Il commento analizza una recente pronuncia del Tribunale di Bergamo in tema di indennità sostitutiva di ferie. Il giudice si trova a risolvere, attraverso i criteri interpretativi dettati dalla giurisprudenza della Corte di Giustizia dell’Unione europea, un caso riguardante il riconoscimento di tale indennità nei confronti di lavoratori impiegati presso le Pubbliche Amministrazioni. Ad essi si applica infatti il divieto di monetizzazione delle ferie di cui all’art. 5, c. 8 del d.l. n. 95/2012. Lo scritto indaga la ratio della norma e la sua compatibilità con i principi costituzionali ed eurounitari in materia di ferie, valutando la tenuta sistematica della soluzione proposta dal giudice.

 

The comment analyzes a recent ruling by the Court of Bergamo about the payment of an indemnity in lieu of annual leave.
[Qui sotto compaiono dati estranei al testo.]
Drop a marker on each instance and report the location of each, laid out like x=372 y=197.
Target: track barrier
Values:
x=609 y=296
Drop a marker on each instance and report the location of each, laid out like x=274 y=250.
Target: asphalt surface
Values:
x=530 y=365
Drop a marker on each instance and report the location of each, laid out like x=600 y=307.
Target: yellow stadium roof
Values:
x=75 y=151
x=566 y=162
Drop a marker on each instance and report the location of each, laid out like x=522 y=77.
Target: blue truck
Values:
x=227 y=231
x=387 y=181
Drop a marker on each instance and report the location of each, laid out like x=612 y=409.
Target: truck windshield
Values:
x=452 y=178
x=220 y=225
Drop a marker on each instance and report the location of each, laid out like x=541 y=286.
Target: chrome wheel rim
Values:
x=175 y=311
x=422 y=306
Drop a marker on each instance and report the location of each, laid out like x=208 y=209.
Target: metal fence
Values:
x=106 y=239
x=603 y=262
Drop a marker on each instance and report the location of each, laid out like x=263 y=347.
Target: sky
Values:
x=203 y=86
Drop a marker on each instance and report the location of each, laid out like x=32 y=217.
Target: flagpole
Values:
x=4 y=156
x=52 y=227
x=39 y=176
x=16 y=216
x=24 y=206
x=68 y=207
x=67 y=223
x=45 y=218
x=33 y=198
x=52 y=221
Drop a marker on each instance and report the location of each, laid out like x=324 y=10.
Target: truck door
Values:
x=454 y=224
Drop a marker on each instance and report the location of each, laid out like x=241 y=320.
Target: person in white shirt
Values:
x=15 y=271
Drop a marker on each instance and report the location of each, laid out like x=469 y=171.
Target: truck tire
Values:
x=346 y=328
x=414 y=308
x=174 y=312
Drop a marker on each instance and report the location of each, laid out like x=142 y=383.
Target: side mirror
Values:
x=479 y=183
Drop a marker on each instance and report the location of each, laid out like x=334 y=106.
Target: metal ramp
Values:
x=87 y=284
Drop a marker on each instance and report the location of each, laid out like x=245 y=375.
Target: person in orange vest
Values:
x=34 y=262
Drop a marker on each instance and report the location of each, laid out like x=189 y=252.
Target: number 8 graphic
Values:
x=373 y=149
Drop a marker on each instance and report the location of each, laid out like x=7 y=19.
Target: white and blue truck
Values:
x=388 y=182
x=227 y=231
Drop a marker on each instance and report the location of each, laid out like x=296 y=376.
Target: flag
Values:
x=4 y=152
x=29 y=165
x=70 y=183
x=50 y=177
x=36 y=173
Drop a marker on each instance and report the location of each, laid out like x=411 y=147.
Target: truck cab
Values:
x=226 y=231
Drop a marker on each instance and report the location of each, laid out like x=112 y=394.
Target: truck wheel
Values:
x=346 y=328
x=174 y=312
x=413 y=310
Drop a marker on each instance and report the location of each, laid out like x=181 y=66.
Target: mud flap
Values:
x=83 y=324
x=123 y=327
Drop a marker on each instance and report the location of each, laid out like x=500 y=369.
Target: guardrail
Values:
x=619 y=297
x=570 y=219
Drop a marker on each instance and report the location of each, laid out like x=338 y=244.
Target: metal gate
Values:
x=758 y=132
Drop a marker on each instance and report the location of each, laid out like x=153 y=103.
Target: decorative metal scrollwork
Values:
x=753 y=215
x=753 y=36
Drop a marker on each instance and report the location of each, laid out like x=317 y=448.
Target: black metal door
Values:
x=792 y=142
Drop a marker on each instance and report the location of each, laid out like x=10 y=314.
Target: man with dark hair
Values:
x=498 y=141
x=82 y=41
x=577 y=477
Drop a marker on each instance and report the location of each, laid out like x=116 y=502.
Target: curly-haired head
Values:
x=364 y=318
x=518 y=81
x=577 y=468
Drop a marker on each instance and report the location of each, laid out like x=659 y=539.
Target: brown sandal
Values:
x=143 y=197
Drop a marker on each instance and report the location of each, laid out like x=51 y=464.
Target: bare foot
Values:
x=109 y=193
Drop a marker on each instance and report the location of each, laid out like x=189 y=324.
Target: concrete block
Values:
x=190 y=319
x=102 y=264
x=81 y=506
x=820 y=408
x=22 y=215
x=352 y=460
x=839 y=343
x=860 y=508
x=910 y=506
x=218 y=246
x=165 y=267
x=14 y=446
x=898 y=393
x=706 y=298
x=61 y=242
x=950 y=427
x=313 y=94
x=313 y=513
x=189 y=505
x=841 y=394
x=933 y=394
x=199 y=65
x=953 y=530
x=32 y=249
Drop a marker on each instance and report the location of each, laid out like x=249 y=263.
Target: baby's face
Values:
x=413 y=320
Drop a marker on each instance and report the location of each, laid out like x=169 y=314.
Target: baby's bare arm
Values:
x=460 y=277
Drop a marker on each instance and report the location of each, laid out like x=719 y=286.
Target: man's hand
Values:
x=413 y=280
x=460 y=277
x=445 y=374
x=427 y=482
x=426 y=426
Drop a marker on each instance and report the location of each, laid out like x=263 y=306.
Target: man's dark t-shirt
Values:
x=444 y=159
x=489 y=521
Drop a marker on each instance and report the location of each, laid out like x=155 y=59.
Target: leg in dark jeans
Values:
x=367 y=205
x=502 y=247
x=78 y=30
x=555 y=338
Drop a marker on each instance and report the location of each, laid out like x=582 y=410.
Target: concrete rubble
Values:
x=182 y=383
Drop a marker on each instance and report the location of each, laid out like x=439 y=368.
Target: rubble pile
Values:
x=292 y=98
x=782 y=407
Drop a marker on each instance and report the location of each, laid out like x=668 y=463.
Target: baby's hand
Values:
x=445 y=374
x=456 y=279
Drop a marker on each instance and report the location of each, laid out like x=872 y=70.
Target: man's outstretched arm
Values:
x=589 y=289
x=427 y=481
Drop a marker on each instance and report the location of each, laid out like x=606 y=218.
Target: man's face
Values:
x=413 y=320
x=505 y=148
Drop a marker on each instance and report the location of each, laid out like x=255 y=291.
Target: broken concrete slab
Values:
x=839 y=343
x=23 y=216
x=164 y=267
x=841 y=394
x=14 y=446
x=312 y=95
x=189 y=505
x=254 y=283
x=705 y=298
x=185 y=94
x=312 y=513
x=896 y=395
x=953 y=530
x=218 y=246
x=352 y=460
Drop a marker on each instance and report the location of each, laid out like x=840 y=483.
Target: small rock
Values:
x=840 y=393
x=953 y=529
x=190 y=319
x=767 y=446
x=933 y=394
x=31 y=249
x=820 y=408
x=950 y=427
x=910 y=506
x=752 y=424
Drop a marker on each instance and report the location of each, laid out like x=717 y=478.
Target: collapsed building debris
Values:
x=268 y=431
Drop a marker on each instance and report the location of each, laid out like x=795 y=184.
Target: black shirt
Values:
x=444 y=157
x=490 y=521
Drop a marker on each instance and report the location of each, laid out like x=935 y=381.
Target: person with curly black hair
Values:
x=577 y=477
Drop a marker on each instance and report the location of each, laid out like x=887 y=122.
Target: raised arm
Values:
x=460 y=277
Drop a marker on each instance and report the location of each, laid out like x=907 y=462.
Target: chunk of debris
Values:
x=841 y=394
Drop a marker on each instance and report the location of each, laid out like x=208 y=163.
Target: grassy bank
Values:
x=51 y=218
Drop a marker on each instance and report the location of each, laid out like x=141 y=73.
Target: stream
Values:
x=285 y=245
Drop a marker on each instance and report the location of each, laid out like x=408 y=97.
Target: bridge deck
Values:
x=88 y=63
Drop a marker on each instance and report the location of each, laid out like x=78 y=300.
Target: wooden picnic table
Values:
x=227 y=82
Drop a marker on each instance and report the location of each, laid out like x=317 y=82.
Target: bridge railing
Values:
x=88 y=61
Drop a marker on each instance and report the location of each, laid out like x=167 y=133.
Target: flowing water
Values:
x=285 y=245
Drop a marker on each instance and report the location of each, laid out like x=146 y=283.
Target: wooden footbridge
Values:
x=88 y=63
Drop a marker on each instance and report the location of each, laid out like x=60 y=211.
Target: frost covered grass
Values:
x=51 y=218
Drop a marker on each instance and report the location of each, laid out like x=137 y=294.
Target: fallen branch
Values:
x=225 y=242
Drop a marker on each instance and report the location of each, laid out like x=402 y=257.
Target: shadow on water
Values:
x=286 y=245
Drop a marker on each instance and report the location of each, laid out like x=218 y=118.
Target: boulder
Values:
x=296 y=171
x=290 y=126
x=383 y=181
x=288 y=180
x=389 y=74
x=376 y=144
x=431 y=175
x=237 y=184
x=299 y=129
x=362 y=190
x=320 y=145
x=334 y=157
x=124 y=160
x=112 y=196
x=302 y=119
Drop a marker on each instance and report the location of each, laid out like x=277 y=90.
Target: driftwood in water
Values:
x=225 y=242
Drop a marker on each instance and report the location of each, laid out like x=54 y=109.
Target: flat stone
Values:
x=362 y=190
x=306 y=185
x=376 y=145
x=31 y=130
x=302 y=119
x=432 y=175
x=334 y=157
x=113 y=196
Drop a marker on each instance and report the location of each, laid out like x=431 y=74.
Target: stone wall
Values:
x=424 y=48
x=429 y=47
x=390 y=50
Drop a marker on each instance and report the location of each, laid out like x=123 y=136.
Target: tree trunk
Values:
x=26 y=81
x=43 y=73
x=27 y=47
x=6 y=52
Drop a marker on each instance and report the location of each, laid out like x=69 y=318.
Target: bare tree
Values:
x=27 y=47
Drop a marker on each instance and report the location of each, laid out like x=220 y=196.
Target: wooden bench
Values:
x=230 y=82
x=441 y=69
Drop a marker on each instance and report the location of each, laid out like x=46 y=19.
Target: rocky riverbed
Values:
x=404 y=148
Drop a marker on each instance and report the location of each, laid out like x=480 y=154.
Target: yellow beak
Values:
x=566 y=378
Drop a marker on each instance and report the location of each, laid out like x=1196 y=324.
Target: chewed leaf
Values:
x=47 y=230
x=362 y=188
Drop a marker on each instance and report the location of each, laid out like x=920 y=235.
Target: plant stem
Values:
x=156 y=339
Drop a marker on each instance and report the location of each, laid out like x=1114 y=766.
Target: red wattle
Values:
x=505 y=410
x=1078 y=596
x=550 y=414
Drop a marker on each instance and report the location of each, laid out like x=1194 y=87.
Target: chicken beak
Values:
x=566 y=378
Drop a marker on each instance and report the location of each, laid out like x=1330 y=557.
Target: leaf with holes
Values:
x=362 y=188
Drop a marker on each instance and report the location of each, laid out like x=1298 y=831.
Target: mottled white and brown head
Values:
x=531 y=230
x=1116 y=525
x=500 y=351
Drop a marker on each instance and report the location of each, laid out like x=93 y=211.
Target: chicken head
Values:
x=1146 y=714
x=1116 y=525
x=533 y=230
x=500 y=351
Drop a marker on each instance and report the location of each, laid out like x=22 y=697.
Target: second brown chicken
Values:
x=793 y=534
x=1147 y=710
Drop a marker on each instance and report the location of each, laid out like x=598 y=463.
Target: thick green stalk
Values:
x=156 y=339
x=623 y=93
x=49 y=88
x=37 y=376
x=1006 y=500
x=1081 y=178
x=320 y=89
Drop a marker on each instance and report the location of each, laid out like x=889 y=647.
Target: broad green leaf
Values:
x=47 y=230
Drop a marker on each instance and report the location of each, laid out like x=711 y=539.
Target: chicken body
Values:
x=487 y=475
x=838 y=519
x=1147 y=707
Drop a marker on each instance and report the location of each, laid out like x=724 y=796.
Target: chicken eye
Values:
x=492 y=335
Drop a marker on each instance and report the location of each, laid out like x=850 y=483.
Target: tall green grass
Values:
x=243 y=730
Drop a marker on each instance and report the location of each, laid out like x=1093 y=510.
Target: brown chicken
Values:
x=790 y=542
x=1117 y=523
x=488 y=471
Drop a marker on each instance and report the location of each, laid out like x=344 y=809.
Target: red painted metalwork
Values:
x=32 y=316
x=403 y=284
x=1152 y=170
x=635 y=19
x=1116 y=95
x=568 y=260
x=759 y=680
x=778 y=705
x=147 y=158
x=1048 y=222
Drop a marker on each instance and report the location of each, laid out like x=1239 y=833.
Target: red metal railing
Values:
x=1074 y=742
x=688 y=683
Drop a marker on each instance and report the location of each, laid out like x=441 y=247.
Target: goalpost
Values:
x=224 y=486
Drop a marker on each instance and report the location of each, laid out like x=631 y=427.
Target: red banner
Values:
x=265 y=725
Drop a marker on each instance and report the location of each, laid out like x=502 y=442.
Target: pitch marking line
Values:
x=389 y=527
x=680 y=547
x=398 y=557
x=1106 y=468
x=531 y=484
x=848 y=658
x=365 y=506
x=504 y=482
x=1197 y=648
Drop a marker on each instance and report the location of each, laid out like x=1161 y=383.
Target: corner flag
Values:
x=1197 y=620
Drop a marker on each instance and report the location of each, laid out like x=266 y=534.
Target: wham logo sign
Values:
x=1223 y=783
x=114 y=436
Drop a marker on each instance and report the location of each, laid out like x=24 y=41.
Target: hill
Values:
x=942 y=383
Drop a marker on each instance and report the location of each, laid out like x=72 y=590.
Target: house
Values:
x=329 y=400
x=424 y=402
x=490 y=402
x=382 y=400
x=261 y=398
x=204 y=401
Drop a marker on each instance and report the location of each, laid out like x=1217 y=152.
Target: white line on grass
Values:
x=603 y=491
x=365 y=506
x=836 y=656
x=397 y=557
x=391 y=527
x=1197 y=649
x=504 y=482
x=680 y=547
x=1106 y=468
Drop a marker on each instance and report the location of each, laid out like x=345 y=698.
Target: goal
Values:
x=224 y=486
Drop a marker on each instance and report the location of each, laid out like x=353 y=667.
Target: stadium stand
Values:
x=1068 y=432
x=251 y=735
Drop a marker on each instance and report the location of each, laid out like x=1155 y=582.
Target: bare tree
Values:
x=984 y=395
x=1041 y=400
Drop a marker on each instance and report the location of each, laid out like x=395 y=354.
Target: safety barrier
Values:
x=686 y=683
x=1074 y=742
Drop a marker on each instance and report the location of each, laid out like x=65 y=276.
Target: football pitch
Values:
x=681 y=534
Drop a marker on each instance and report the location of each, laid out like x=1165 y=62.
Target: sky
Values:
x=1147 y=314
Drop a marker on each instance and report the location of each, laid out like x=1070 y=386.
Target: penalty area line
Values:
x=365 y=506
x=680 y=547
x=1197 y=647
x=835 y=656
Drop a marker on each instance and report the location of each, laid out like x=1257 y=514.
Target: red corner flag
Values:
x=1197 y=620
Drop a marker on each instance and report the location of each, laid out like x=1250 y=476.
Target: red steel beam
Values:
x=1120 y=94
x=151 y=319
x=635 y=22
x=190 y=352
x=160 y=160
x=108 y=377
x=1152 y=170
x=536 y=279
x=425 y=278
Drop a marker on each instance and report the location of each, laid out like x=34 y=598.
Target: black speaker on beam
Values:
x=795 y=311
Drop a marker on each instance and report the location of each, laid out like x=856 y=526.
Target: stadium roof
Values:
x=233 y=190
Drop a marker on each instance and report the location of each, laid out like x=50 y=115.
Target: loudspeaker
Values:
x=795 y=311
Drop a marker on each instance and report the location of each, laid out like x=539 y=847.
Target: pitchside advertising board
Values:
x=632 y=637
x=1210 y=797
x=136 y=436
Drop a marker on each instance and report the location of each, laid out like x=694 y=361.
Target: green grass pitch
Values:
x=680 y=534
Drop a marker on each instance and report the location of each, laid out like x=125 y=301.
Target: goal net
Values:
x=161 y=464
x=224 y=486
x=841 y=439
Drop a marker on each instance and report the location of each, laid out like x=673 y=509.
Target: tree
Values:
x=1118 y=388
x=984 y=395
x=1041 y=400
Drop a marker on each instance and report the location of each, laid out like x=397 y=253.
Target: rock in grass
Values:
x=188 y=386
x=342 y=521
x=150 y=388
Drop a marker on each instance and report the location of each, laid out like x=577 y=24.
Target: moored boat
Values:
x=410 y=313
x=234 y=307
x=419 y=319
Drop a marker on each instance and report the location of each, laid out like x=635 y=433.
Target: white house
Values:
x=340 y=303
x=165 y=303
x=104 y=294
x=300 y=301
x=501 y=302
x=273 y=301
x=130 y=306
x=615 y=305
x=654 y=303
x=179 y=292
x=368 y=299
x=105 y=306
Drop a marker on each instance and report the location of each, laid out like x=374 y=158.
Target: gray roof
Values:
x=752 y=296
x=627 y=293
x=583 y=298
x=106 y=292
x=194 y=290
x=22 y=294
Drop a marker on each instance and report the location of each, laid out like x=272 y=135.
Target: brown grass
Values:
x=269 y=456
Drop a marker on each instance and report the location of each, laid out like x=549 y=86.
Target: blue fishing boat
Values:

The judge solves, through the interpretative criteria dictated by the European Court of Justice, a case concerning the recognition of this indemnity to workers employed in the Public Administrations. In fact, a special prohibition of monetizing annual leave applies to them (art. 5, c. 8, d.l. n. 95/2012). The paper investigates the ratio of this rule and its compliance with the constitutional and European principles on paid annual leave, with an evaluation of the solution proposed by the judge.

Keywords: Paid annual leave – Indemnity – Inalienability – Prohibition of monetization – Rest – Leave from work.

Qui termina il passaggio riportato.